Flood mapping is one of five interconnected pieces of residential flood risk management, said Matthew Godsoe, director of the resilience and economics integration division at Public Safety Canada, during the recent CatIQ Connect webinar.

The Task Force on Flood Insurance and Relocation, announced in November 2020, is working on a Canada-wide estimate for flood hazard and flood damage, said Godsoe.

The other four pieces of residential flood risk management are:

  • insurance
  • strategic relocation
  • a review of the Disaster Financial Assistance Arrangements
  • a review of the national disaster mitigation program, which is under a two-year review ending in March 2022.

The task force, including representatives of the Insurance Brokers Association of Canada and the Insurance Bureau of Canada, recently worked with different levels of government to pull together engineering and regulatory flood maps.

“Where we did not have those high-resolution, engineering-level maps, we purchased three global flood models from Aon Benfield, KatRisk and from JBA,” Godsoe said June 10 during CatIQ Connect’s quarterly webinar, produced by Catastrophe Indices and Quantification Inc. “[We] undertook a process of calibrating those against the regulatory maps, so that we could say something intelligent about how accurate they were in comparison to the regulatory maps, [and] to enable us to better describe the level of uncertainty in those estimates.”

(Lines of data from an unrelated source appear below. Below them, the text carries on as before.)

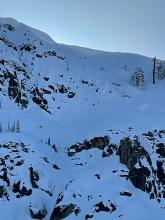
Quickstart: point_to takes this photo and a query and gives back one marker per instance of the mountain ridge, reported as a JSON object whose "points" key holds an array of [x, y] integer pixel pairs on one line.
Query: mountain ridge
{"points": [[78, 139]]}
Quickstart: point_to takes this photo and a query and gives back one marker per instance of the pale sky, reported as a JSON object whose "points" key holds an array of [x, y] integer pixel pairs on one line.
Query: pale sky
{"points": [[136, 26]]}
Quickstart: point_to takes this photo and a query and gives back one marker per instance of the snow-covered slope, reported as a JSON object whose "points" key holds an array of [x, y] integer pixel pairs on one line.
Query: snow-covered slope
{"points": [[77, 140]]}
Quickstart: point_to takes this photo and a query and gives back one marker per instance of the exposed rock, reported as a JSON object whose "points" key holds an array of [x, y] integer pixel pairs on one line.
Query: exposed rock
{"points": [[61, 212], [37, 213]]}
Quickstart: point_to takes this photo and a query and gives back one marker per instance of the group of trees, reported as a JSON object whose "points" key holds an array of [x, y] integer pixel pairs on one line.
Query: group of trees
{"points": [[158, 72]]}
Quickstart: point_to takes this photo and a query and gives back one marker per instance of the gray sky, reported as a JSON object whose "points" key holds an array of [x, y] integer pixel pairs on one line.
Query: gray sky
{"points": [[136, 26]]}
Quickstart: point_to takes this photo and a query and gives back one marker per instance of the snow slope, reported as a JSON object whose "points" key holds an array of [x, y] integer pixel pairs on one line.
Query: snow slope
{"points": [[61, 95]]}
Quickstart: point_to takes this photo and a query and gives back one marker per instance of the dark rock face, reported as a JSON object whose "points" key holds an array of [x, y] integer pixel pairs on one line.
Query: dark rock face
{"points": [[37, 214], [144, 177], [161, 149], [100, 207], [61, 212]]}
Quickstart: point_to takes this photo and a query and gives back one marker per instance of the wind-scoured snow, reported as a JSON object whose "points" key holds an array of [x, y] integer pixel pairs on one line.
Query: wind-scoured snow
{"points": [[88, 94]]}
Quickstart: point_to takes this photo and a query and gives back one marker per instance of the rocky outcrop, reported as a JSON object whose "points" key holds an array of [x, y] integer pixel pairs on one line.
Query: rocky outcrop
{"points": [[63, 211]]}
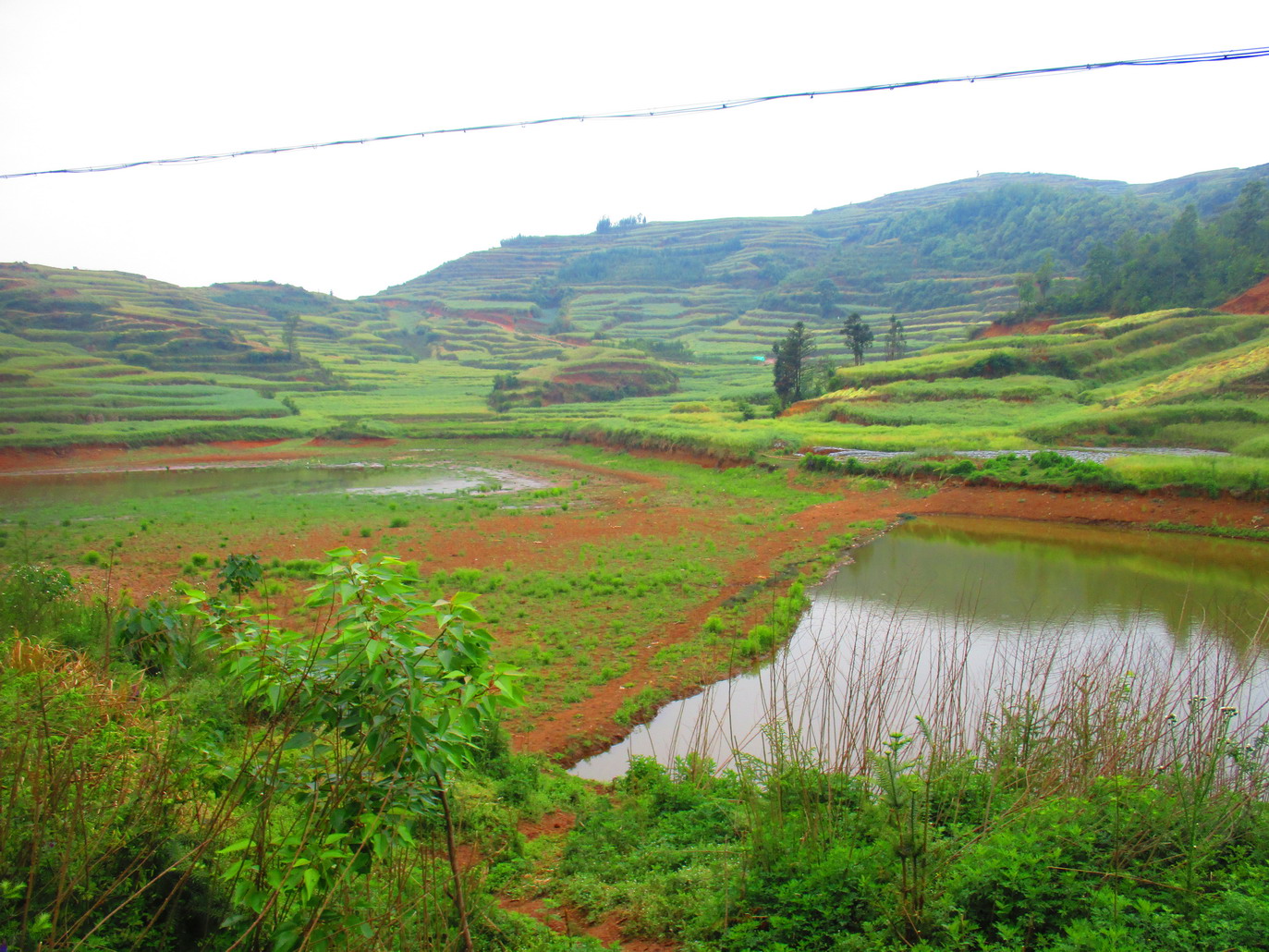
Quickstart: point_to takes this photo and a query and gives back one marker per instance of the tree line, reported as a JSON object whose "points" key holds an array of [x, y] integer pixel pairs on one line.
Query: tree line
{"points": [[1190, 264], [796, 377]]}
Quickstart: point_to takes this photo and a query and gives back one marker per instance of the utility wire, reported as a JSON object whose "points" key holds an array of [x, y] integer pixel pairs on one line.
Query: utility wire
{"points": [[1221, 56]]}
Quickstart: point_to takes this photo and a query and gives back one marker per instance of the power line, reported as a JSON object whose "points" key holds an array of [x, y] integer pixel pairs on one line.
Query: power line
{"points": [[1221, 56]]}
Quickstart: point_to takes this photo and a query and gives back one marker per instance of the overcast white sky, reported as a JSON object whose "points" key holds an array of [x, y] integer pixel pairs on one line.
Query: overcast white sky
{"points": [[87, 81]]}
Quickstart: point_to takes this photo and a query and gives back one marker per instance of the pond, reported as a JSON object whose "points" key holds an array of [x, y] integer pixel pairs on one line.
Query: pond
{"points": [[946, 617], [435, 476]]}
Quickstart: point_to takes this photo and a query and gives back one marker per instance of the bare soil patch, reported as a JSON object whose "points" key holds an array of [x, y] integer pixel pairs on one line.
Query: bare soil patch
{"points": [[1252, 301], [621, 504]]}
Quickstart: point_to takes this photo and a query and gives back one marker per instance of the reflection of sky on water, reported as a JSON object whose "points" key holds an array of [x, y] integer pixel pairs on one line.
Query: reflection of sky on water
{"points": [[946, 612], [435, 478]]}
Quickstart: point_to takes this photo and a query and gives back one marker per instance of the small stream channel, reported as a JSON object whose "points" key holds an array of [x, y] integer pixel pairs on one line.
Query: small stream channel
{"points": [[946, 615]]}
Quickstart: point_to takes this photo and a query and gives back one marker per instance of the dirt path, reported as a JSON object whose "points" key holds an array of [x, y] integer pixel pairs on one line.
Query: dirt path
{"points": [[626, 503]]}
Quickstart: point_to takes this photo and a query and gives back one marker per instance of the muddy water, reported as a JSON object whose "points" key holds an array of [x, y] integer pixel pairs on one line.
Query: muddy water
{"points": [[946, 615], [432, 478]]}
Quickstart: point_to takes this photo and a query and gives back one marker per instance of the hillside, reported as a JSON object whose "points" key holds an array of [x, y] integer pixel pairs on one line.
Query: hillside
{"points": [[615, 334], [939, 258]]}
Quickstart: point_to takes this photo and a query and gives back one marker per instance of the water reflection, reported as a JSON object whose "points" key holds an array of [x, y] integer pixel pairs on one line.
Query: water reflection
{"points": [[946, 615], [434, 478]]}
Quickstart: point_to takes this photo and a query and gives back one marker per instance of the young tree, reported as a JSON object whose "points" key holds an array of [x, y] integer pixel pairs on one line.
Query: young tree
{"points": [[897, 340], [792, 357], [858, 334]]}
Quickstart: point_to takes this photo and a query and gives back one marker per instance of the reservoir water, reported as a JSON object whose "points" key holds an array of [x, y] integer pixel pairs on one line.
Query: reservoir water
{"points": [[946, 617]]}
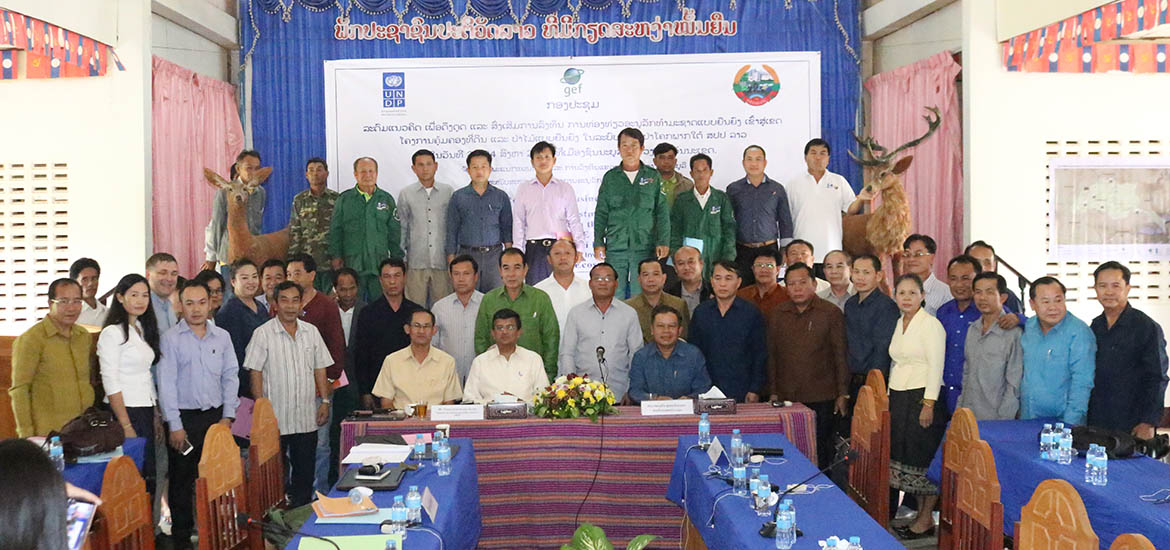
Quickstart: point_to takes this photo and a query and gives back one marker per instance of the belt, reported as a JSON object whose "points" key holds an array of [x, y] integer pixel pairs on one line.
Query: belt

The task force also procured address point data and attribute data for all residential properties across Canada. Along with six possible flood insurance models, the task force is handing off the engineering and regulatory maps to an actuarial sciences team that will study them this summer and fall, said Godsoe.

“This has given us very good insights into the total amounts of cost and how they are distributed across pluvial, fluvial, and coastal flood risk,” he said. Also, the process has shown where those total amounts of cost “are distributed [geographically] across jurisdictions, and in which large scale municipalities or rural areas.”

Fluvial flooding occurs when water levels rise in lakes and rivers, the Insurance Bureau of Canada reports. Pluvial (or surface water) flooding happens as a result of heavy rainfall either overwhelming the municipal storm drain system, or from rain falling on hillsides that are unable to absorb the water.

The Task Force on Flood Insurance and Relocation is aiming is to have a “statement of fact report” in order to get a common understanding of flood exposure across country in a given year. It will also examine ways for Canada to create low-cost insurance for residents at highest risk of flooding. The goal is for the statement of fact report to be presented to deputy ministers and made public by spring of 2022, Godsoe said during CatIQ Connect.

An audience member asked Godsoe about coastal flood risk.

“Within one of the models we purchased, we have a full coastal flood damage assessment set,” said Godsoe. “We have been using that to cost out the flood risk. The modelling [for coastal flood risk] is just not quite as mature, but we do have a very significantly annual coastal risk based on the models that we have so far.”

The scope of the insurance scheme under consideration, which is intended to enable affordable coverage for high-risk homes, would include the three big sources of flooding (pluvial, fluvial and coastal), said Godsoe.

“The estimates for coastal are a little bit more rudimentary. The fluvial estimates are really solid and the pluvial ones are quite good.”

Another CatIQ attendee asked whether the flood models factor in defence measures.

“Where there are really big defence structures, and where we don’t have regulatory maps, we have gone through and spot-checked many of those areas,” replied Godsoe.

Generally speaking, regulatory maps do account for large flood defence structures such as the Red River floodway in Winnipeg, Godsoe suggested.

“Unfortunately, for smaller-scale dams and smaller-scale flood defence measures, we do not have a single data layer that we are able pull into the models. So we suspect that many of those things are not currently covered in the modelling approaches.”